J'attendais le moment propice, patientais jusqu'au passage d'un des VBCI, puis attendais qu'il s'éloigne le plus possible.
— Maintenant !
J'entamais la traversée en grande foulée, atteignant rapidement le terre-plein central. J'aidais Sarah à passer par-dessus, puis passais à mon tour, puis nous répétions l'opération de l'autre côté. Nous sprintions jusqu'à la ruelle la plus proche tandis que le projecteur de l'hélico balayait l'axe principal juste derrière nous.
Nous restions tapis dans l'obscurité, collés contre le mur et près des conteneurs poubelle remplis depuis bien longtemps. Nous pouvions entendre des membres de True Human discuter à seulement quelques mètres de nous.
— Qu'est-ce que l'on fout encore ici, putain, ça fait bien longtemps qu'ils se sont tirés !
— T'emballe pas, d'après nos informations, notre matos est sur le territoire des autres fou furieux. Certaines de nos unités se sont fait massacrer, donc si tu veux mon avis, on s'en sort bien.
— Ouais ouais si tu le dis, mais si je pouvais m'en faire un ou deux pour venger nos camarades tombés face à ces lâches !
— Je sais, t'inquiète pas, ce n'est qu'une question de temps avant qu'on leur mette la main dessus. En plus, j'ai cru comprendre qu'un VIP était sur place.
Alors qu'une pause s'installa dans leur conversation et qu'il n'était pas sur leurs gardes, je faisais signe à Sarah de rester cachée tandis que je m'approchais des deux soldats qui s'étaient séparés d'à peine quelques mètres tout en me dissimulant dans l'obscurité.
J'avançais. Couteau à la main, pas après pas. J'arrivais à bonne distance du premier soldat, l'attrapais fermement, une main bloquant sa bouche, l'autre lui tranchant la gorge avant de l'accompagner doucement au sol sans un bruit.
Il gisait au sol, tentant de respirer tandis qu'il se vidait de son sang.

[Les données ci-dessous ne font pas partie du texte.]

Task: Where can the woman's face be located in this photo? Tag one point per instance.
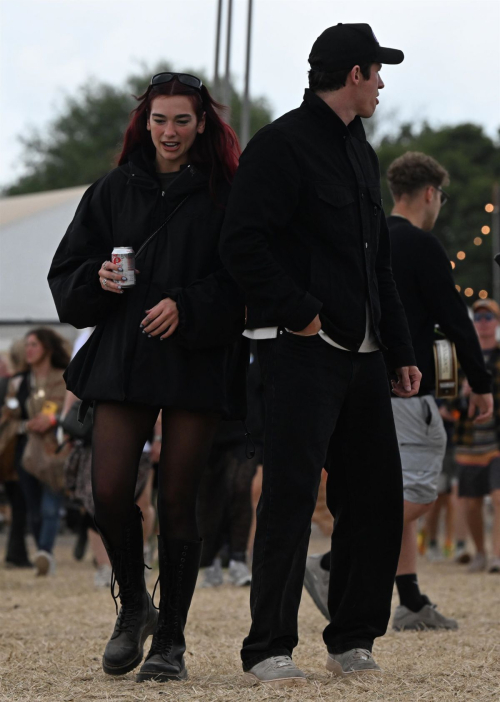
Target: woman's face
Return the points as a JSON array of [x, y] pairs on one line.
[[174, 126], [35, 351]]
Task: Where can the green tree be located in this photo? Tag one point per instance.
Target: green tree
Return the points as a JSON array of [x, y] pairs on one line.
[[81, 143], [472, 159]]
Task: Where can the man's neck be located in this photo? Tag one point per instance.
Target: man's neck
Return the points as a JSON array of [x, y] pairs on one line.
[[414, 215], [336, 102]]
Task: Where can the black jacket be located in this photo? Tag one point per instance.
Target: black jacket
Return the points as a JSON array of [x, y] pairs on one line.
[[305, 231], [425, 283], [202, 366]]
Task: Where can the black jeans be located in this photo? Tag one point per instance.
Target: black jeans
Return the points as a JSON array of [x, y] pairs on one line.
[[331, 408]]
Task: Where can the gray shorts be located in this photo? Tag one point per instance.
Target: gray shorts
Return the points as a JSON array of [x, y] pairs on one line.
[[422, 445]]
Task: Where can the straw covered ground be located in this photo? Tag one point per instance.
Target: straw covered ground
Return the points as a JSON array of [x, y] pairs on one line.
[[53, 631]]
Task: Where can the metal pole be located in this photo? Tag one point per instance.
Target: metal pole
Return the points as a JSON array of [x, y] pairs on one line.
[[227, 86], [217, 49], [495, 240], [245, 107]]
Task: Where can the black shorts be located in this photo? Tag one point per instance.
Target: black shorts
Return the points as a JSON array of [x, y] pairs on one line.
[[477, 481]]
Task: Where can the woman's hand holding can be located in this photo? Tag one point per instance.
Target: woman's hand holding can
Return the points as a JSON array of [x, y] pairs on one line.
[[111, 276]]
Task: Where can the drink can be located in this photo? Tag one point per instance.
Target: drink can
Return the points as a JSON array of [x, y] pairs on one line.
[[125, 256]]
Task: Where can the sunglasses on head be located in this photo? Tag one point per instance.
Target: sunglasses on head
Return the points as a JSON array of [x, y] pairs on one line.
[[488, 316], [184, 78]]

Je courais en direction du deuxième intrigué par les légers bruits de son camarade, mais lorsqu'il se retourna, c'était trop tard.
Je le plaquai contre le sol et, comme pour l'autre, je lui tranchai la gorge, ne lui laissant pas le temps de donner l'alerte.
Deux corps gisant dans une mare de sang, le premier gesticulait encore tandis que ses poumons se remplissaient de son propre sang.
Je m'accroupissais à son niveau.
Il me regardait les yeux imbibés de larmes, il ne pouvait plus dire un mot mais son regard me suppliait de l'épargner.
Je pensais avoir tout oublié… mais le corps n'oublie rien.
Je le regardais droit dans les yeux, impassible, tandis que le métal froid de ma lame pénétrait profondément ses entrailles.